Dr Djukanovic University of Medicine, Level D, Centre Block Southampton General Hospital, Tremona Road, Southampton SO16 6YD, UK.


There is considerable evidence to support an important role for co-stimulatory molecules in regulating the proliferation and activation of T cells in the immune response. Of particular relevance is the interaction between CD28 on T cells and B7 expressed on the surface of antigen presenting cells (APCs). CTLA-4, another molecule present on activated T cells may downregulate T cell activity, but its role remains uncertain. CTLA4-Ig, a fusion protein consisting of the extracellular domain of CTLA4 and the Fc portion of human immunoglobulin G1 (IgG1), has been useful for studying the role of CD28/B7 interactions in immune responses.

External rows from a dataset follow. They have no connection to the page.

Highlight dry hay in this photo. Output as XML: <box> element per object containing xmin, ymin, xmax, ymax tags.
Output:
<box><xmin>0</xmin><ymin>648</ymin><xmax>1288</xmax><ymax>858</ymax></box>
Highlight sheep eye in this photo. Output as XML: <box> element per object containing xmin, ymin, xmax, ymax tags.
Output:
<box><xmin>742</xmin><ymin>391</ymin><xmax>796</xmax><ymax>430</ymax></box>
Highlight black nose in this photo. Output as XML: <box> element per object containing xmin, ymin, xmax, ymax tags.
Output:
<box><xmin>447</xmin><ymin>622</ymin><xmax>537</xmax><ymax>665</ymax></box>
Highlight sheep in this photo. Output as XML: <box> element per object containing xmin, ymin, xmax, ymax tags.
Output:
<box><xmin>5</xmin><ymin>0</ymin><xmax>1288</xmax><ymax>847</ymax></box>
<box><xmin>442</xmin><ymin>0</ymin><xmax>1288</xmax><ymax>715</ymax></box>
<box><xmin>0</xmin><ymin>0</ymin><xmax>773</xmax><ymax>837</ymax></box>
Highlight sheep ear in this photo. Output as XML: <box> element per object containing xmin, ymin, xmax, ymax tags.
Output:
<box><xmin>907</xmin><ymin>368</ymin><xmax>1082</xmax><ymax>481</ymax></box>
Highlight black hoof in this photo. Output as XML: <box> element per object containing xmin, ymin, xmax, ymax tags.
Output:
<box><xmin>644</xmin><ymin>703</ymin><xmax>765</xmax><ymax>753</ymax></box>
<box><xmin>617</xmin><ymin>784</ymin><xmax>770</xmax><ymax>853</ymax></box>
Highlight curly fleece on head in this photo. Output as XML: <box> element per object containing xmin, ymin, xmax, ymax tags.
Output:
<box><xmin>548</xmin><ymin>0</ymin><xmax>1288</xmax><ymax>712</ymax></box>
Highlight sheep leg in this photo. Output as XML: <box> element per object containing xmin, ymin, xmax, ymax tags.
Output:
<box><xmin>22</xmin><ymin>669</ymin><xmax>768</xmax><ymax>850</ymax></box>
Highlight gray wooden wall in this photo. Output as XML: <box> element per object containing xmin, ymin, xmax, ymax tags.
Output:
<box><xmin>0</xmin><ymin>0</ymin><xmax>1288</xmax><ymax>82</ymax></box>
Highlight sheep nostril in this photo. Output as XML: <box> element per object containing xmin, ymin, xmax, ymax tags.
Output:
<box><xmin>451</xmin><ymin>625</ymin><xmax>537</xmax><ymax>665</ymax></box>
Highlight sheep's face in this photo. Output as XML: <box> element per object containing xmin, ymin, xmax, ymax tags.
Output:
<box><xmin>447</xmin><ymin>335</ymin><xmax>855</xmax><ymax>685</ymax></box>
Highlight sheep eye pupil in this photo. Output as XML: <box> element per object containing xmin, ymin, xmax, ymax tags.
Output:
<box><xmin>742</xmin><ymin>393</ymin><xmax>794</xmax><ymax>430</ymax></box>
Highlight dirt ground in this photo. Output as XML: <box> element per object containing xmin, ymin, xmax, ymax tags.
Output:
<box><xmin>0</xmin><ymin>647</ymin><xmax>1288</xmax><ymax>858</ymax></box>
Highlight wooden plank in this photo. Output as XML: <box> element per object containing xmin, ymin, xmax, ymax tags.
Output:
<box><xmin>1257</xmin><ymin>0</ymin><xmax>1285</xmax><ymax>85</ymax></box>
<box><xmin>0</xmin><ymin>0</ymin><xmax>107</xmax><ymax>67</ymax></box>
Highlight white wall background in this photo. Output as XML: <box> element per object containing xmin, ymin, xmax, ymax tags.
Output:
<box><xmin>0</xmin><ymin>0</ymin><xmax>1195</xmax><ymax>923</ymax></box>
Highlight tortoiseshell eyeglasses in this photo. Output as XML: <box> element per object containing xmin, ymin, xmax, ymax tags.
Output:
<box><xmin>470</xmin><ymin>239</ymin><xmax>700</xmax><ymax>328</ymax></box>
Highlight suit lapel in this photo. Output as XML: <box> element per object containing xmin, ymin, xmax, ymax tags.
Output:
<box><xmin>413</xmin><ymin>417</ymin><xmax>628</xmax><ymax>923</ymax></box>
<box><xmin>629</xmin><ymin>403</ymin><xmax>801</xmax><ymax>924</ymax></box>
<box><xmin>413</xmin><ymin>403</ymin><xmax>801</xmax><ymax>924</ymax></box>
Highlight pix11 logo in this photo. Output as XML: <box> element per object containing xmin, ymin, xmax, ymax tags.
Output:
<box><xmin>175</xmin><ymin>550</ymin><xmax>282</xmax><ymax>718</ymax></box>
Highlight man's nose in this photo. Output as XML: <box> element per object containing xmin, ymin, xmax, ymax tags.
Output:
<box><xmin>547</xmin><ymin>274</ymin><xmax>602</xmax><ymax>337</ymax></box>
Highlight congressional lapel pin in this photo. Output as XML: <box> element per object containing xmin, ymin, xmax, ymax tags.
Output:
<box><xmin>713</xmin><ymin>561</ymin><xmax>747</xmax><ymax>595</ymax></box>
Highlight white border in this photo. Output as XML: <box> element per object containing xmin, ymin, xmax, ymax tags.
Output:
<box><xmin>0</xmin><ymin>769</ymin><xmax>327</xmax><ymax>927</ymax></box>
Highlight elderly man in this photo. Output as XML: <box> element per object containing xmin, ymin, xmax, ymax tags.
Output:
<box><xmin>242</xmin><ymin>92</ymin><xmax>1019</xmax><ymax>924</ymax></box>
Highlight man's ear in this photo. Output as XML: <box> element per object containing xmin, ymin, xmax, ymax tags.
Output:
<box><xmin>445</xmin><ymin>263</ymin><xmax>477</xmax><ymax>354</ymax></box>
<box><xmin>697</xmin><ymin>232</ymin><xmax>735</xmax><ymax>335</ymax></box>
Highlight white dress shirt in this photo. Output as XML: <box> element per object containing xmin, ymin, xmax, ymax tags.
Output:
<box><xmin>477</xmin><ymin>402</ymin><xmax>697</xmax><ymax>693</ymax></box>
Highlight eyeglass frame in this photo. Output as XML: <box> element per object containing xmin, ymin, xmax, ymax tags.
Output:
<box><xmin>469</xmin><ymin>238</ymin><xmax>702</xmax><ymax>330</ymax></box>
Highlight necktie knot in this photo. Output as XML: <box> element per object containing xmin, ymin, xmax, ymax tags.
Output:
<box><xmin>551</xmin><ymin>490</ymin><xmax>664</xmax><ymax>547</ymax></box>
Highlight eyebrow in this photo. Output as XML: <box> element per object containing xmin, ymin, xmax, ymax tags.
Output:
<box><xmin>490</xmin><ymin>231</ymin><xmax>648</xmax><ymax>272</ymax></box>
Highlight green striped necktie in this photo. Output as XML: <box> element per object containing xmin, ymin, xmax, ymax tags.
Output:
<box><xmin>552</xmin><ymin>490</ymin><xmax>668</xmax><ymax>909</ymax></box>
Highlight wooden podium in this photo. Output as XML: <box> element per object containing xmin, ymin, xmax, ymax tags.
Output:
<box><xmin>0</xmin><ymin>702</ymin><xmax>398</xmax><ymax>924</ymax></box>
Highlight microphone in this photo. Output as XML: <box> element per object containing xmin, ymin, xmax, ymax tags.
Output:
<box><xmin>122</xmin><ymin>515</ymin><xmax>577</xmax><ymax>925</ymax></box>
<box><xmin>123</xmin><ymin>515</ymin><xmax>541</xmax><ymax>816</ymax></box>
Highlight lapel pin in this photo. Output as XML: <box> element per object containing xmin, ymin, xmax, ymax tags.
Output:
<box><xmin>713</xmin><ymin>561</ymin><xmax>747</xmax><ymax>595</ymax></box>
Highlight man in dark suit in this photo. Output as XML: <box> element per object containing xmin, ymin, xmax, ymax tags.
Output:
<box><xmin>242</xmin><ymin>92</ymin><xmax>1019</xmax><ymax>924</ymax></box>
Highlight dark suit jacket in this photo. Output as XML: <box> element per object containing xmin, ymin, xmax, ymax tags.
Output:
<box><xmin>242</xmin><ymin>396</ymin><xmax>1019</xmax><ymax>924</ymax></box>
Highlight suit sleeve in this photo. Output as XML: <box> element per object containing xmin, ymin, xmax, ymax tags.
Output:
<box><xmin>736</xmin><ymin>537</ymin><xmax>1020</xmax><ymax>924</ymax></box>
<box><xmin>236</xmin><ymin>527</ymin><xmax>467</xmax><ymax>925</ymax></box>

A number of studies have shown that CTLA4-Ig can switch off T cell activation. In an ovalbumin sensitive murine model of asthma, CTLA4-Ig treatment suppressed the response to inhaled allergen (increased airway hyperresponsiveness [AHR], IgE production, recruitment of eosinophils into the lungs, production of IL-4, IL-5, and IL-10 and increased IFNγ production from CD3-TCR-activated T cells). Anti B7–2 treatment has similar effects suggesting that interaction of B7–2 with CD28 is important in the development of a Th-2 type inflammatory response in mice. Recent observations have been of relevance to human allergic disease. In vitro studies have shown that CTLA4-Ig or anti-B7–2 antibody can inhibit allergen-induced proliferation and cytokine production by peripheral blood mononuclear cells from atopic subjects. The role of co-stimulation has been studied in a human bronchial explant model of asthma. CTLA4-Ig fusion protein effectively blocked allergen-induced production of IL-5 and IL-13 in bronchial explants from atopic asthmatics. These studies confirm the requirement for interaction between co-stimulatory molecules in cytokine production and allergic inflammation, and point to the CD28-B7 pathway as being important to the allergen-induced inflammation in asthma. Studies of organ transplantation in primates suggest that CTLA4-Ig is extremely effective in preventing organ rejection. While phase 1 clinical trials have shown CTLA-4-Ig treatment of patients with psoriasis vulgaris to be well tolerated and to result in clinical improvement, its role in asthma management merits further investigation.